In Aldingen siedelten sich nach 1700/1720 einige wenige jüdische Familien an, die zunächst unter dem Schutz der Herren von Kaltental standen und nach 1746 unter herzoglicher württembergischer Herrschaft. Aus der Zeit um 1730 liegt ein Schutzbrief für die beiden ersten nun in Aldingen lebenden Juden vor, in dem die Ortsherrschaft ihnen die Erlaubnis erteilte, ihre religiösen Gebräuche zu praktizieren. In diesem Dokument heißt es u.a.:
„ ... Daß Abraham Kahn samt den Seienigen die Erlaubnuß haben sich in dem Mir mit der Jurisdiction zugeheörigen Orthe Aldingen wohnhafft einzulassen.
Verspreche ich dieselben wider alle Vorkommenheiten soviel mal es die Justiz erfordert jederzeit bestmöglichst zu schüzen, und zu schirmen, ...
Gestatte ich ihnen in ihren Wohnungen ihren jüdischen Gottesdienst gleich in anderen Orthen, wo Juden gelitten werden, mit Beschneidungen und Hochzeit halten.
So ihnen ein Jud hier stirbt soll ihnen erlaubt werden, ihren Todten in Aldingen zu begraben, wann aber ein frembder Judt bei ihnen stirbt, solle selbiger für Begräbnuß 1 Thaler der Herrschaft bezahlen.
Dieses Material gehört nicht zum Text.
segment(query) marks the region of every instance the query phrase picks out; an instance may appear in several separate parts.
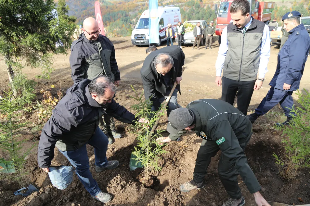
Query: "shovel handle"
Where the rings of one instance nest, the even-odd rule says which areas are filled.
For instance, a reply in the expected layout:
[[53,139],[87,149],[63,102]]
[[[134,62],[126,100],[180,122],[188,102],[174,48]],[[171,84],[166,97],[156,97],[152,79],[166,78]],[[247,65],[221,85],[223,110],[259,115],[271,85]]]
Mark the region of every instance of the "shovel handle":
[[[185,69],[185,67],[183,67],[182,68],[182,73],[183,73],[183,72],[184,71],[184,70]],[[172,95],[172,94],[173,93],[173,92],[174,91],[174,90],[175,89],[175,87],[176,87],[176,85],[177,84],[176,83],[176,82],[174,83],[173,84],[173,86],[172,87],[172,88],[171,89],[171,91],[170,92],[170,93],[169,94],[169,96],[168,97],[167,97],[166,100],[165,100],[165,103],[164,103],[163,106],[167,106],[167,105],[168,104],[168,102],[170,100],[170,99],[171,98],[171,96]],[[153,133],[154,133],[154,131],[155,131],[155,130],[156,129],[156,127],[157,127],[157,125],[158,124],[158,122],[159,122],[159,120],[160,120],[160,118],[161,117],[160,117],[159,118],[157,119],[157,120],[155,122],[155,124],[153,126],[153,127],[152,127],[152,129],[151,130],[151,131],[150,132],[150,133],[148,135],[148,140],[149,140],[152,137],[152,135],[153,135]]]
Wirdt denenselben erlaubt, mit allerhandt Wahren, ... auch Pferdt und Rindvieh zur Kauffen und zu Verkauffen. ...“
Obwohl nur zwei jüdische Haushalte in Aldingen bestanden, versuchten die christlichen Bewohner - insbesondere vom hiesigen Pfarrer aufgestachelt - diese aus ihrem Dorf entfernen zu lassen, wie ein Schreiben von 1748 belegt:
„ ... da doch solches Judengesindel, dem herrschaftlichen Interesse sehr wenig concurrirt, sondern vielmehr allerley eigennützige und schädliche Handthierungen treibet, auch dabey gesamter Nachbarschafft in vielen Stückhen schädtlich, überhaupt aber männiglich, durch dessen hereinführende fremde Juden, mit ihren in loco exercirenden Beschneidungen und andern jüdischen Ceremonien, ein nicht geringes Ärgerniß causiert, mithin die gantze Commun nicht mehrers wünschete, als einstens von solchen unerträglicheen onere, einstens gnädigst unberirt zu werden. ...”
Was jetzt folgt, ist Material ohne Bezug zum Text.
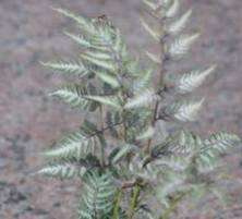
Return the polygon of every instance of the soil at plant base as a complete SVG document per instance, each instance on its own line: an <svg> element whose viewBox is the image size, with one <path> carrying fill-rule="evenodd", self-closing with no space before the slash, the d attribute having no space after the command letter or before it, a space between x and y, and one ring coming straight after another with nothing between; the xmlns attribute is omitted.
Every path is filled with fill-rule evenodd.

Dieser und weitere Versuche schlugen jedoch fehl. Die in Aldingen wohnenden jüdischen Familien lebten in ärmlichen Verhältnissen und hielten sich durch Kleider-, Vieh- und Fruchthandel mühsam über Wasser.
Zu gottesdienstlichen Treffen kamen die Juden in den Räumen von Privathäusern zusammen; zuletzt befand sich der Synagogenraum in einem Haus in der Kirchstraße. Ein ‚Zwischenfall’ führte 1858 zur vorübergehenden Schließung der Synagoge: Aus Protest gegen die Liberalisierung des Gottesdienstes (deutsche Gebetssprache) waren die Aldinger Gemeindemitglieder dem Synagogengottesdienst des Freudentaler Rabbiners ferngeblieben. Daraufhin wurde die Synagoge nach einem Erlass der Israelitischen Oberbehörde für mehrere Monate geschlossen. Eine Mikwe besaß die Judenschaft seit Ende der 1820er Jahre; in dem Gebäude soll sich auch ein Backofen für die Herstellung von Matzen befunden haben. Zu den weiteren gemeindlichen Einrichtungen zählte ab 1835 eine eigene Schule, die jedoch einen häufigen Lehrerwechsel - der Lehrer war auch zugleich Vorsänger - zu beklagen hatte und um 1860 wegen Schülermangels aufgegeben werden musste. Danach besuchten die wenigen jüdischen Kinder die christliche Ortsschule.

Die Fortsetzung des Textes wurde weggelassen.